Je me suis endormi aussitôt et ne me suis réveillé qu’à deux heures du matin, mon horloge biologique fonctionnant avec la régularité de Big Ben. J’ai passé dix minutes à chercher le minibar avant de comprendre qu’il n’y en avait pas. Sans réfléchir, j’ai composé le numéro de Kate à Londres. Je n’avais aucune idée de ce que j’allais lui dire. De toute façon, ça n’a pas répondu. Je voulais raccrocher, mais je me suis retrouvé en train de débiter je ne sais quoi sur son répondeur. Elle avait dû partir travailler très tôt. Ou bien elle n’était pas rentrée de la nuit. Ça donnait à réfléchir, et j’y ai réfléchi consciencieusement. Le fait de ne pouvoir m’en prendre qu’à moi-même ne m’a pas aidé à me sentir mieux. J’ai pris une douche puis je me suis remis au lit et j’ai éteint la lumière avant de remonter les draps humides jusqu’à mon menton. À intervalles réguliers, la lente pulsation du phare emplissait la pièce d’une légère lueur rouge. J’ai dû rester allongé ainsi pendant des heures, les yeux grands ouverts, pleinement éveillé et pourtant comme séparé de mon corps. C’est ainsi que s’est déroulée ma première nuit sur Martha’s Vineyard.
* * *
Le paysage qui a surgi de l’aube le lendemain matin s’est révélé plat et alluvial. De l’autre côté de la route, sous ma fenêtre, il y avait une crique, puis des bancs de roseaux et, au-delà, une plage et la mer. Un joli phare victorien avec un toit en forme de cloche et un balcon de fer forgé donnait sur le détroit, vers une longue langue de terre à environ un mille de la côte. Il devait s’agir de Chappaquiddick. Une nuée de plusieurs centaines de tout petits oiseaux de mer blancs, volant en formation aussi serrée qu’un banc de poissons, s’élevait puis virait et plongeait vers les vagues courtes.

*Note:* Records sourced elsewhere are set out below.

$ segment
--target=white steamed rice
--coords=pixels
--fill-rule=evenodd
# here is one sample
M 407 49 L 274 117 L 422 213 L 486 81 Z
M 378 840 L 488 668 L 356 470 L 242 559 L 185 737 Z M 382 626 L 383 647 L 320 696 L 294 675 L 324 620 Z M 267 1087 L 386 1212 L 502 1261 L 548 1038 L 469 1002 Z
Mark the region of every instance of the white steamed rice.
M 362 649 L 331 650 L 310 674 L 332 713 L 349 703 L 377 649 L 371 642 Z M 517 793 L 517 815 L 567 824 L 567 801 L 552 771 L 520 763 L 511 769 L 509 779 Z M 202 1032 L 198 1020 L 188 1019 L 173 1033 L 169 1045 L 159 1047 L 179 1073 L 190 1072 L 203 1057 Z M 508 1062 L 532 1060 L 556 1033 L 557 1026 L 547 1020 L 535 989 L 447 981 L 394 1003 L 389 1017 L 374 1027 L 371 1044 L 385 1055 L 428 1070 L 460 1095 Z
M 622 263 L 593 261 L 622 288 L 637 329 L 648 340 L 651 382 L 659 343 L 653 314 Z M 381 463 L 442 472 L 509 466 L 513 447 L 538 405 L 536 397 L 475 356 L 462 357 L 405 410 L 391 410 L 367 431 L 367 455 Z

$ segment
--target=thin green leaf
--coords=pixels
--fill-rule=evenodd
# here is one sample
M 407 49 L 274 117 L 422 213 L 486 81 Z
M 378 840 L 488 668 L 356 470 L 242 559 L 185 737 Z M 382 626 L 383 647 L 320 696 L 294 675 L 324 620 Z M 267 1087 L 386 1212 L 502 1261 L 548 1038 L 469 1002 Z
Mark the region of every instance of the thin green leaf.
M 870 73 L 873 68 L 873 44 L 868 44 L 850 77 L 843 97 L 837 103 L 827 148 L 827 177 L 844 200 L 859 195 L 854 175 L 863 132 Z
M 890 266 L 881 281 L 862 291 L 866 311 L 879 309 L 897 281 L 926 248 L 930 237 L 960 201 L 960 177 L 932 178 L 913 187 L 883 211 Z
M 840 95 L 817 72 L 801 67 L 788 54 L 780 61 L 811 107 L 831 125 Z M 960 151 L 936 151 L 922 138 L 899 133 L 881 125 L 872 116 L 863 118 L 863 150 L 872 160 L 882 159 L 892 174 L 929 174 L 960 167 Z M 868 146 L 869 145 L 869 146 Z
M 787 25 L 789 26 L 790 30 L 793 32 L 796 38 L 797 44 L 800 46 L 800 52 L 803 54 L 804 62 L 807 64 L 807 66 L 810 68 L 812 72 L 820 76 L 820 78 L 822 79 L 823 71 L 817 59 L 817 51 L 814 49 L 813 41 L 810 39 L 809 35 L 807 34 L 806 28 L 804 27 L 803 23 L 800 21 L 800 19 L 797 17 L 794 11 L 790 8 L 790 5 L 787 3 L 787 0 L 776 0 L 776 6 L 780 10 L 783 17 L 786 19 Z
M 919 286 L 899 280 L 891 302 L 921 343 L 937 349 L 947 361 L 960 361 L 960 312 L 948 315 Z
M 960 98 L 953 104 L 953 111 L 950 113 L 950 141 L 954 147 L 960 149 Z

Je suis descendu et j’ai commandé un petit déjeuner pantagruélique. Dans la boutique près de la réception, j’ai acheté le New York Times. L’article que je cherchais était enfoui dans les pages consacrées à l’étranger, relégué en bas de page afin d’assurer le maximum de discrétion :
LONDRES (AP) — D’après la presse britannique de ce dimanche, l’ancien Premier ministre anglais Adam Lang aurait autorisé l’envoi illégal de troupes des forces spéciales britanniques pour arrêter quatre personnes soupçonnées d’être des terroristes d’Al-Qaïda au Pakistan et aurait remis celles-ci à la CIA pour interrogatoire.
Les suspects — Nasir Ashraf, Shakeel Qazi, Salim Khan et Faruk Ahmed —, tous ressortissants britanniques, ont été arrêtés il y a cinq ans dans la ville pakistanaise de Peshawar. Ils auraient été transférés vers des lieux secrets à l’extérieur du pays et y auraient été torturés. M. Ashraf serait mort pendant son interrogatoire. MM. Qazi, Khan et Ahmed ont ensuite été retenus à Guantanamo pendant trois ans. Seul M. Ahmed est toujours prisonnier des forces américaines.